El Gaucho Martín Fierro no solo forma parte del patrimonio cultural de Argentina sino que también, es una de las máximos exponentes de la literatura gauchesca, latinoamericana y, por tanto, del español de América.

Conclusiones

Todo profesor de español como lengua extranjera debe tener siempre presente cuál es la finalidad de su labor, que no es otra que la de ofrecer y facilitar a nuestros estudiantes los recursos necesarios para que puedan comunicarse fluidamente con el resto de los usuarios de la lengua.

Por tanto, a partir de esta concepción de lo que significa enseñar una lengua extranjera, podemos concluir que enseñar español es enseñar a comunicarse en español.

Dicho esto, parece lógico pensar que el español que debe enseñar el profesor en sus clases es aquel que permita a los alumnos comunicarse con cualquier hispanohablante; atendiendo a las particulares necesidades lingüísticas del aprendiente y a los objetivos comunicativos que pretende alcanzar asistiendo a nuestras lecciones.

Hay quienes destacan la importancia de enseñar un español delimitado por lo culto hacia arriba y lo vulgar hacia abajo; resultando un cuerpo llamado “español estándar”; otros en cambio apuestan por enseñar las variantes locales que tiene el idioma solo a partir de un determinado nivel de competencia; otra gran parte, señala que el tipo de lengua sobre el que hay que centrarse es la propia de la zona geográfica donde está siendo utilizada ( en entornos de inmersión) o donde será utilizada en el futuro.

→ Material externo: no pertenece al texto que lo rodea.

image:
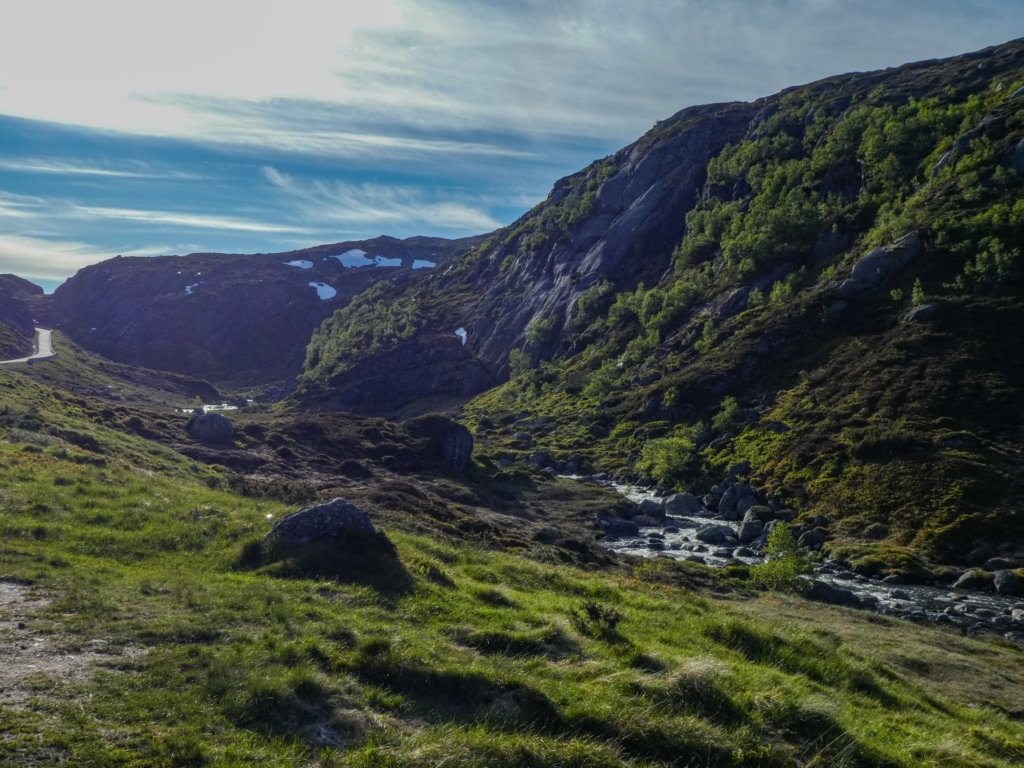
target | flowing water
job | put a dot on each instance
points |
(676, 538)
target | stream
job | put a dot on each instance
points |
(675, 537)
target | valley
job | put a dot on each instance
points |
(713, 458)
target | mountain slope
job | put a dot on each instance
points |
(228, 317)
(18, 300)
(819, 284)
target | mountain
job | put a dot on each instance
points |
(818, 286)
(228, 317)
(18, 303)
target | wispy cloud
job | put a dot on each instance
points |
(35, 257)
(377, 205)
(68, 168)
(189, 220)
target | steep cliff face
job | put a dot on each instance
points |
(821, 288)
(18, 303)
(228, 317)
(619, 219)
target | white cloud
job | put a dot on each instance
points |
(376, 205)
(192, 220)
(239, 72)
(78, 168)
(35, 257)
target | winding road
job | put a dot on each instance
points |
(44, 348)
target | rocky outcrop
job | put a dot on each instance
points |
(227, 317)
(211, 428)
(18, 303)
(879, 266)
(443, 439)
(332, 520)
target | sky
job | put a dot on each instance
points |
(142, 128)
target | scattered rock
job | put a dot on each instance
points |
(975, 580)
(922, 313)
(750, 530)
(652, 507)
(1003, 563)
(873, 270)
(714, 534)
(445, 438)
(1009, 582)
(683, 504)
(616, 526)
(211, 428)
(826, 593)
(979, 555)
(334, 519)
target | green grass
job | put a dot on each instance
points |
(482, 658)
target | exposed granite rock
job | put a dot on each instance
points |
(211, 428)
(877, 267)
(331, 520)
(445, 439)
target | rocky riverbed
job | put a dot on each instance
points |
(731, 524)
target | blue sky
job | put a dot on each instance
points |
(139, 127)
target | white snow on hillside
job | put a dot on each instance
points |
(324, 291)
(355, 257)
(358, 258)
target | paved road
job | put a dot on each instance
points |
(44, 348)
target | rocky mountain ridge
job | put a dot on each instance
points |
(228, 317)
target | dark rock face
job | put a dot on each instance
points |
(974, 580)
(211, 428)
(640, 197)
(445, 439)
(18, 302)
(224, 316)
(331, 520)
(878, 266)
(1009, 582)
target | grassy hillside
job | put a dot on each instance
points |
(135, 634)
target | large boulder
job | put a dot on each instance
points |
(652, 507)
(714, 534)
(1010, 582)
(683, 504)
(211, 428)
(444, 439)
(751, 530)
(335, 520)
(879, 266)
(974, 580)
(616, 526)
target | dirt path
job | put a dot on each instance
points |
(33, 663)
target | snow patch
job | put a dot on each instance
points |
(358, 258)
(324, 291)
(355, 257)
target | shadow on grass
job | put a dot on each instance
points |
(369, 560)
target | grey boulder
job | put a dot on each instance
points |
(334, 519)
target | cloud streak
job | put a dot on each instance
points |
(376, 205)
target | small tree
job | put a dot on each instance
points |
(918, 294)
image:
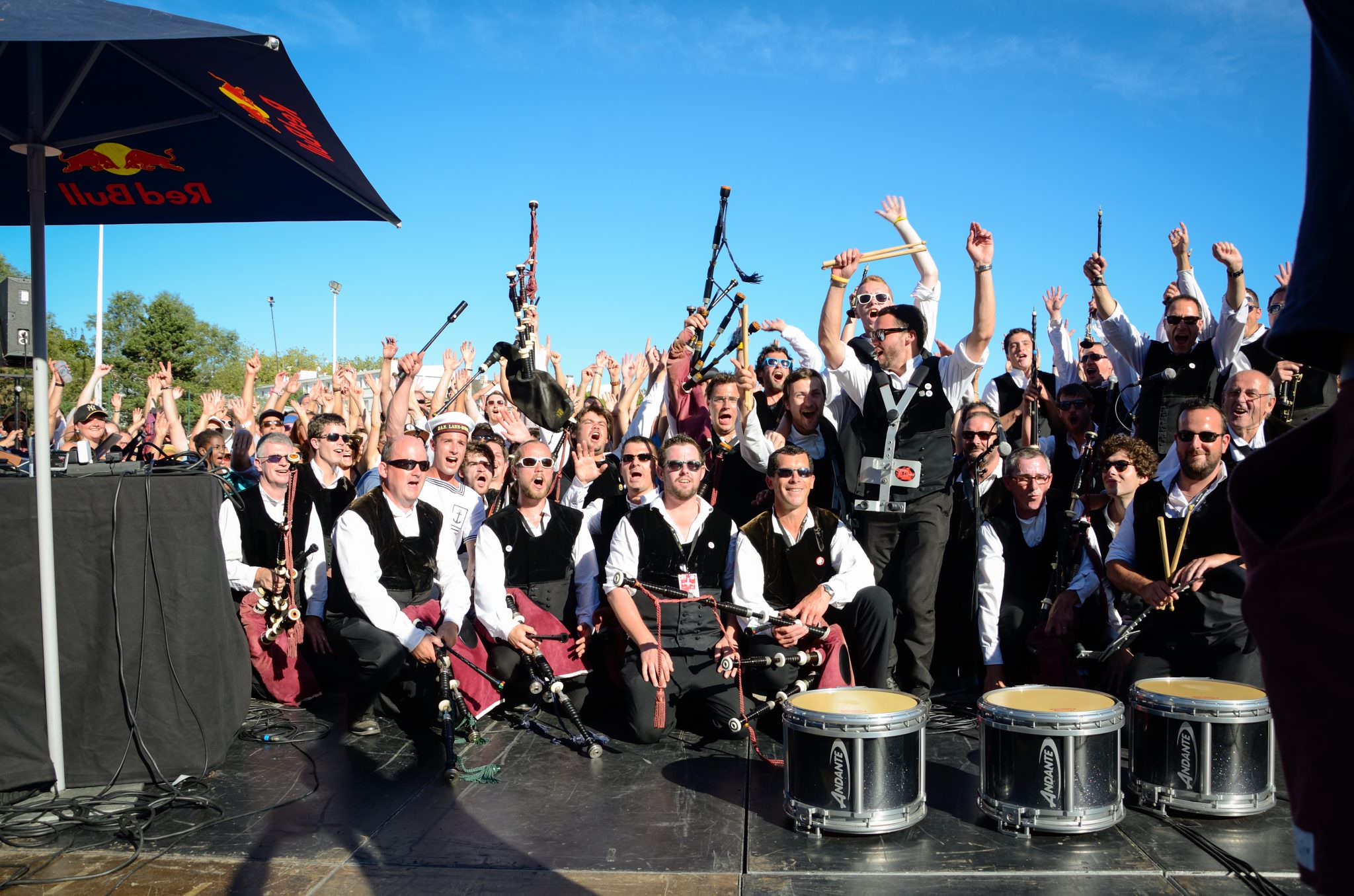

Sin ánimo de ofender, no encuentro la lógica ni el significado a lo llamado “español estándar”.

En primer lugar, para que algo sea estándar tiene que existir un modelo o patrón que seguir. ¿Quién es el encargado de establecer la referencia? ¿Es acaso mejor el español que se habla en Bolivia del que se habla en España? ¿Y acaso no puede hablar mucho mejor español una persona del sur de España seseando o ceceando que otra de Valladolid?

¿Quién ostenta la legitimidad para decidir qué es lo bueno y qué es lo malo?

Intentar formular un “español estándar” es, bajo mi humilde punto de vista, una forma de violentar la realidad del lenguaje.

El idioma nace y vive en las comunidades en las que se habla y es una forma más de expresión cultural, por lo tanto, unificar el idioma significaría neutralizar las diferencias culturales que representa; y eso precisamente es uno de los grandes patrimonios que tiene el español, su riqueza, variedad y complejidad dependiendo del continente, país e incluso región donde se habla.

Entonces… ¿Qué español enseñar?, unas líneas más arriba hemos dicho que posiblemente la respuesta a esta pregunta sea mucho más fácil de lo que pensamos y más arriba aún, dijimos que el objetivo del profesor de ELE es enseñar a los estudiantes a comunicarse atendiendo a sus particulares necesidades lingüísticas, por tanto; el tipo de español que debemos enseñar en clase dependerá directamente del tipo de alumnado que tengamos y sus necesidades.